Inside Oven Temperature
Take the 63/37 tin bar as an example. In general, the tin bath temperature should be adjusted to 245 to 255 degrees. Try not to exceed 260 degrees because the new tin bath temperature will exceed 260 degrees. Will accelerate the production of its oxides.
Solder Wave Height
The height of the solder wave is a key parameter to be evaluated when setting up the wave soldering process. The contact time between the solder wave and the components being welded is usually set to 2 to 4 seconds. The contact time is controlled by two parameters on the machine, namely the conveyor speed and the wave height. Changing either of these two parameters will result in a change in contact time.

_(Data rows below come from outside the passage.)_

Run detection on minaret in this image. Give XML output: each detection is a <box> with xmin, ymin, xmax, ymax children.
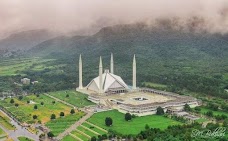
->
<box><xmin>132</xmin><ymin>54</ymin><xmax>136</xmax><ymax>89</ymax></box>
<box><xmin>79</xmin><ymin>54</ymin><xmax>83</xmax><ymax>89</ymax></box>
<box><xmin>99</xmin><ymin>56</ymin><xmax>103</xmax><ymax>94</ymax></box>
<box><xmin>110</xmin><ymin>53</ymin><xmax>114</xmax><ymax>74</ymax></box>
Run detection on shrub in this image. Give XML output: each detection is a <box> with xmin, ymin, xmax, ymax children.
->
<box><xmin>105</xmin><ymin>117</ymin><xmax>113</xmax><ymax>126</ymax></box>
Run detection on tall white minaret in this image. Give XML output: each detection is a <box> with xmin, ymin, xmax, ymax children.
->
<box><xmin>99</xmin><ymin>56</ymin><xmax>103</xmax><ymax>94</ymax></box>
<box><xmin>132</xmin><ymin>54</ymin><xmax>136</xmax><ymax>89</ymax></box>
<box><xmin>79</xmin><ymin>54</ymin><xmax>83</xmax><ymax>89</ymax></box>
<box><xmin>110</xmin><ymin>53</ymin><xmax>114</xmax><ymax>74</ymax></box>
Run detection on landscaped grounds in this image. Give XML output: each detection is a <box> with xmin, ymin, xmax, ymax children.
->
<box><xmin>45</xmin><ymin>111</ymin><xmax>85</xmax><ymax>136</ymax></box>
<box><xmin>0</xmin><ymin>111</ymin><xmax>15</xmax><ymax>130</ymax></box>
<box><xmin>18</xmin><ymin>136</ymin><xmax>34</xmax><ymax>141</ymax></box>
<box><xmin>49</xmin><ymin>90</ymin><xmax>94</xmax><ymax>108</ymax></box>
<box><xmin>87</xmin><ymin>110</ymin><xmax>182</xmax><ymax>135</ymax></box>
<box><xmin>0</xmin><ymin>94</ymin><xmax>73</xmax><ymax>124</ymax></box>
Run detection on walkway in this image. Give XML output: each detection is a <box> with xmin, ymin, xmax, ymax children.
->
<box><xmin>0</xmin><ymin>109</ymin><xmax>40</xmax><ymax>141</ymax></box>
<box><xmin>56</xmin><ymin>112</ymin><xmax>94</xmax><ymax>140</ymax></box>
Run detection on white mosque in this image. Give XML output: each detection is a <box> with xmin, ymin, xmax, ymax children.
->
<box><xmin>76</xmin><ymin>54</ymin><xmax>200</xmax><ymax>116</ymax></box>
<box><xmin>77</xmin><ymin>53</ymin><xmax>136</xmax><ymax>94</ymax></box>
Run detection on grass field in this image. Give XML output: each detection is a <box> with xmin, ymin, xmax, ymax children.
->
<box><xmin>0</xmin><ymin>111</ymin><xmax>15</xmax><ymax>130</ymax></box>
<box><xmin>18</xmin><ymin>136</ymin><xmax>34</xmax><ymax>141</ymax></box>
<box><xmin>18</xmin><ymin>137</ymin><xmax>34</xmax><ymax>141</ymax></box>
<box><xmin>200</xmin><ymin>107</ymin><xmax>228</xmax><ymax>116</ymax></box>
<box><xmin>49</xmin><ymin>90</ymin><xmax>94</xmax><ymax>108</ymax></box>
<box><xmin>0</xmin><ymin>58</ymin><xmax>55</xmax><ymax>76</ymax></box>
<box><xmin>87</xmin><ymin>110</ymin><xmax>182</xmax><ymax>135</ymax></box>
<box><xmin>0</xmin><ymin>94</ymin><xmax>72</xmax><ymax>124</ymax></box>
<box><xmin>71</xmin><ymin>130</ymin><xmax>90</xmax><ymax>141</ymax></box>
<box><xmin>61</xmin><ymin>135</ymin><xmax>77</xmax><ymax>141</ymax></box>
<box><xmin>45</xmin><ymin>111</ymin><xmax>85</xmax><ymax>136</ymax></box>
<box><xmin>0</xmin><ymin>127</ymin><xmax>6</xmax><ymax>136</ymax></box>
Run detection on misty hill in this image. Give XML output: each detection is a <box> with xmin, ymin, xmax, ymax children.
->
<box><xmin>27</xmin><ymin>23</ymin><xmax>228</xmax><ymax>98</ymax></box>
<box><xmin>0</xmin><ymin>29</ymin><xmax>57</xmax><ymax>51</ymax></box>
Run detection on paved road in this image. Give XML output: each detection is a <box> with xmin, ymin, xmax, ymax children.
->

The wave height is usually controlled by increasing or decreasing the pump speed on the machine. If a more detailed record is required, the tempered glass plate can be used to evaluate and check for changes, and if there is a fixture, the contact time, height and speed can be recorded digitally.
It is important to allow the PCB to cool at a reasonable rate after soldering. If cool down quickly, the PCB may warp and the solder joints may get damaged.
On the other hand, if the PCB board is cooled too slowly, the PCB will become brittle and some components may be damaged by high-temperature. The PCB should be cooled by water-cooling or air-cooling to reduce damage to the PCB board.
After soldering, the assembled boards must get through visual inspection and AOI machine to prevent any issue flowing to the customers.
Although the wave soldering process is almost replaced by the reflow soldering, the wave soldering machine is still necessary for each PCB assembly plant, this assembly technology is still indispensable.